# $20,000 EV Conversion Contest



## GregR (Oct 16, 2010)

I trust everyone has heard by now that Jack Rickard from http://www.evtv.me is sponsoring a $US20,000 give-way of EV conversion goodies. 
This includes Netgain Warp 9, CALB batteries and Solitron Controller plus some other stuff. 

You can enter the competition here. 
http://web.me.com/mjrickard/contest.html


----------



## KiwiEV (Jul 26, 2007)

I'm entered! No harm in trying, right? 

A 30 kWh battery pack... Wow... 

Dreaming...


----------



## Coley (Jul 26, 2007)

Hey Kiwi,
What have you been up to?
Is another EV in the works?


----------



## KiwiEV (Jul 26, 2007)

Coley said:


> Hey Kiwi,
> What have you been up to?
> Is another EV in the works?


Mate I'm broker than a broke mortgage broker on Brokeback Mountain.
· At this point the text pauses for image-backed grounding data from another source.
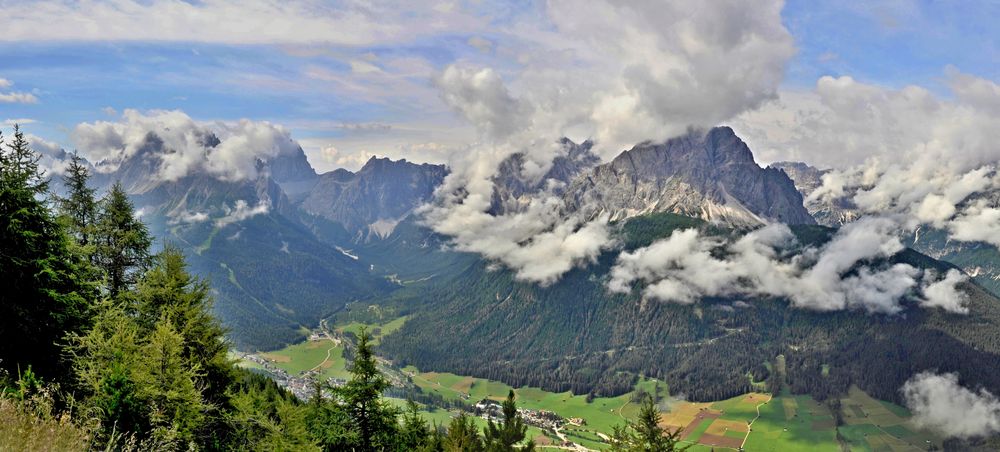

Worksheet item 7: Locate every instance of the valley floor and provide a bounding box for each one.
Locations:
[236,317,942,451]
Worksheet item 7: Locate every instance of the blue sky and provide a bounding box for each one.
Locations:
[0,0,996,171]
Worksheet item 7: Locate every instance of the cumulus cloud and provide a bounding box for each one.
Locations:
[949,200,1000,248]
[920,269,970,314]
[734,68,1000,249]
[214,200,269,228]
[422,0,795,283]
[72,109,302,182]
[18,133,72,176]
[609,218,962,314]
[903,372,1000,439]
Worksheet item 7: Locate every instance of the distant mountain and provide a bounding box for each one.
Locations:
[775,161,1000,298]
[300,157,447,242]
[489,138,600,215]
[563,127,816,226]
[770,161,860,227]
[75,131,390,349]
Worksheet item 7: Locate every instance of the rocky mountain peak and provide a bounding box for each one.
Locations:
[489,138,601,215]
[563,126,816,226]
[300,157,447,241]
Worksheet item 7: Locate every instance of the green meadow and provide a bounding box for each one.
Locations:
[243,316,944,451]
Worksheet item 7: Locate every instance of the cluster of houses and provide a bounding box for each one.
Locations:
[238,352,346,400]
[472,399,567,431]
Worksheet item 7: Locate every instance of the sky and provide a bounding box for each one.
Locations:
[0,0,996,173]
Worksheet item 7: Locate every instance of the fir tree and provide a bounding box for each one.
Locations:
[483,390,533,451]
[95,181,152,297]
[445,413,483,452]
[400,399,432,450]
[608,397,689,452]
[133,319,207,447]
[58,152,98,248]
[339,327,399,451]
[0,125,93,379]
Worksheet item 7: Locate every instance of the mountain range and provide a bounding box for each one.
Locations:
[56,125,1000,406]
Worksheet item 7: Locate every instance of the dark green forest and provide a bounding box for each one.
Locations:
[377,213,1000,406]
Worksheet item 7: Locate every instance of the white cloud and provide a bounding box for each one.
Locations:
[436,66,531,141]
[949,200,1000,248]
[0,77,37,103]
[733,69,1000,249]
[3,118,36,126]
[24,133,71,176]
[903,372,1000,439]
[72,109,303,182]
[168,209,210,225]
[0,92,38,104]
[920,269,970,314]
[608,218,962,314]
[214,200,269,228]
[0,1,488,46]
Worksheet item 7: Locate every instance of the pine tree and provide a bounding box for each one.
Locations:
[0,124,48,194]
[608,397,689,452]
[483,390,533,451]
[0,125,93,379]
[339,327,399,451]
[95,181,152,297]
[71,303,146,439]
[134,246,232,406]
[400,399,432,450]
[58,152,98,248]
[445,414,483,452]
[133,318,207,446]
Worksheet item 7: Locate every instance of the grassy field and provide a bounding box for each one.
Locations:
[337,315,408,345]
[258,337,352,381]
[837,386,941,451]
[404,365,666,438]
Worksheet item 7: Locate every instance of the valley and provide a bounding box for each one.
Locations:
[237,315,946,451]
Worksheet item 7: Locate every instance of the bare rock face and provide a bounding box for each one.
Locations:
[489,138,600,215]
[563,127,816,226]
[770,161,861,227]
[300,157,447,241]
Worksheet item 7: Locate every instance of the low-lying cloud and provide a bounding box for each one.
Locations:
[73,109,303,182]
[734,69,1000,249]
[903,372,1000,439]
[214,200,270,228]
[609,218,970,314]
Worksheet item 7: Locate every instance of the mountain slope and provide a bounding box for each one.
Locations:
[563,127,816,226]
[770,161,860,226]
[300,157,447,242]
[378,212,1000,404]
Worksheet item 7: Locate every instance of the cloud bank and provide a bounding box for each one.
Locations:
[734,69,1000,249]
[903,372,1000,439]
[0,1,487,46]
[608,219,970,314]
[73,109,303,182]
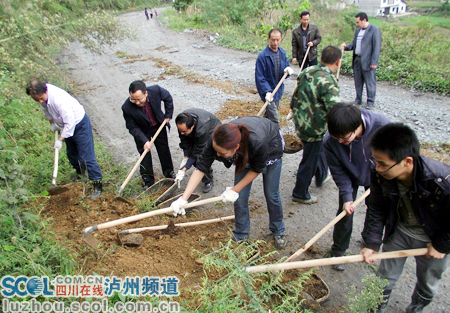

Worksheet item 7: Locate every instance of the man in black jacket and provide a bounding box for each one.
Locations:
[122,80,175,188]
[291,11,322,71]
[361,123,450,313]
[175,108,221,193]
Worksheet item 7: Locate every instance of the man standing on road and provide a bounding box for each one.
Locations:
[361,123,450,313]
[175,108,221,193]
[291,46,341,204]
[255,29,293,126]
[342,12,381,107]
[292,11,322,71]
[324,103,390,271]
[122,80,175,189]
[26,79,103,199]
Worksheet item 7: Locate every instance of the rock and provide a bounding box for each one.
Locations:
[119,234,144,247]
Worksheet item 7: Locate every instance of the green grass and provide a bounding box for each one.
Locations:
[406,1,444,8]
[399,15,450,28]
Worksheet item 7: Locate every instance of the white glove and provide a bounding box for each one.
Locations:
[221,187,239,203]
[54,139,63,150]
[179,158,188,170]
[175,170,185,188]
[265,92,273,102]
[286,111,293,121]
[171,197,188,217]
[284,66,294,75]
[51,123,62,133]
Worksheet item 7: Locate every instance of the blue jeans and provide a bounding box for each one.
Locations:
[292,140,327,199]
[65,114,102,180]
[233,158,285,241]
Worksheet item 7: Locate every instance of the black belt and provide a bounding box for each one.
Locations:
[355,55,361,57]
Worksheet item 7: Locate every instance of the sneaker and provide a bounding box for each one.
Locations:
[292,196,318,204]
[203,182,212,193]
[331,254,345,271]
[316,171,332,187]
[274,235,287,249]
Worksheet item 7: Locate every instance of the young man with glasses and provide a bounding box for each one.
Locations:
[361,123,450,313]
[122,80,175,188]
[323,103,389,270]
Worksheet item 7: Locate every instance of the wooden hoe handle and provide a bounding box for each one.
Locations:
[117,120,167,195]
[82,195,224,234]
[257,71,289,117]
[285,189,371,263]
[246,248,428,273]
[52,131,59,186]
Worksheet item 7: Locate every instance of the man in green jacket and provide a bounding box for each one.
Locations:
[291,45,341,204]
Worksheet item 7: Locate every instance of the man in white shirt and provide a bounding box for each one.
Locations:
[26,79,102,199]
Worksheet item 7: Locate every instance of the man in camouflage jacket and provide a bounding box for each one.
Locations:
[290,46,341,204]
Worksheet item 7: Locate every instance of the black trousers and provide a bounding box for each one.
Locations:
[135,124,174,185]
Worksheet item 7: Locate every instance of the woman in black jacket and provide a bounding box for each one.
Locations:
[170,116,286,248]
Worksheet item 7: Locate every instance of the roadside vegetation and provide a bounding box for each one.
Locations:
[163,0,450,95]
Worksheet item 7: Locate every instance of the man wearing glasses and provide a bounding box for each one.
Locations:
[361,123,450,313]
[323,103,389,270]
[122,80,175,189]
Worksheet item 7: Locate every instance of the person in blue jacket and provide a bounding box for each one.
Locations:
[255,29,293,126]
[323,103,390,270]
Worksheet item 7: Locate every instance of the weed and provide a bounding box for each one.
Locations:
[346,274,389,313]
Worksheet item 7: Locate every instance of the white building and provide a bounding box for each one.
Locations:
[348,0,407,16]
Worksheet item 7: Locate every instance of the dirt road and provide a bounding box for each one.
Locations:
[58,9,450,312]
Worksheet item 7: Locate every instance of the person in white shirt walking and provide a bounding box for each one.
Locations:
[26,79,103,199]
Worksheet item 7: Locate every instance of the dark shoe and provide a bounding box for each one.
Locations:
[355,101,362,105]
[144,181,154,189]
[165,171,176,179]
[331,254,345,271]
[90,180,102,199]
[292,195,318,204]
[274,235,287,249]
[203,182,212,193]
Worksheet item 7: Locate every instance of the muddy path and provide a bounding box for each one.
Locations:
[57,9,450,312]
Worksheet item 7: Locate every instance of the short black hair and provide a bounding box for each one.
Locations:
[321,45,342,64]
[327,103,362,137]
[268,29,283,38]
[26,79,47,96]
[355,12,368,22]
[300,11,310,18]
[175,112,195,129]
[129,80,147,94]
[370,123,420,162]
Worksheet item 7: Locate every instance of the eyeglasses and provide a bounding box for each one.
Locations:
[370,158,401,174]
[129,95,147,104]
[332,132,355,142]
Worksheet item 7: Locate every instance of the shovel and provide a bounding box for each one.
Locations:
[290,46,310,97]
[285,189,370,263]
[115,120,168,202]
[82,195,224,248]
[246,248,428,273]
[336,46,345,80]
[47,131,69,196]
[257,71,289,117]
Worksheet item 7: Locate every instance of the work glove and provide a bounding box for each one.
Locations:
[286,111,293,121]
[171,197,188,217]
[179,158,188,170]
[175,170,185,188]
[284,66,294,75]
[265,92,273,103]
[54,139,63,150]
[221,187,239,203]
[51,123,62,133]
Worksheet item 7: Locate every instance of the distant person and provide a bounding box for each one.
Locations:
[342,12,381,107]
[170,117,287,249]
[255,29,293,125]
[290,46,341,204]
[175,108,221,193]
[121,80,175,189]
[144,8,149,20]
[26,79,103,199]
[292,11,322,71]
[154,7,158,17]
[150,8,153,19]
[324,103,390,271]
[361,123,450,313]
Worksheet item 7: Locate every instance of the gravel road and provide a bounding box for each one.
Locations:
[57,9,450,312]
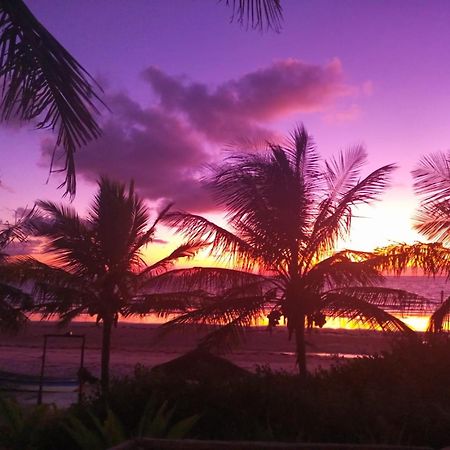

We're down to 1 income at the moment - and my hours have just been cut! Sadly this all means an EV is absolutely out of the question as we're having to borrow money just to pay the regular bills. 
Hopefully things will change soon if the Mrs can finally find work. There's lots of job vacancies about, but the competition is fierce.


----------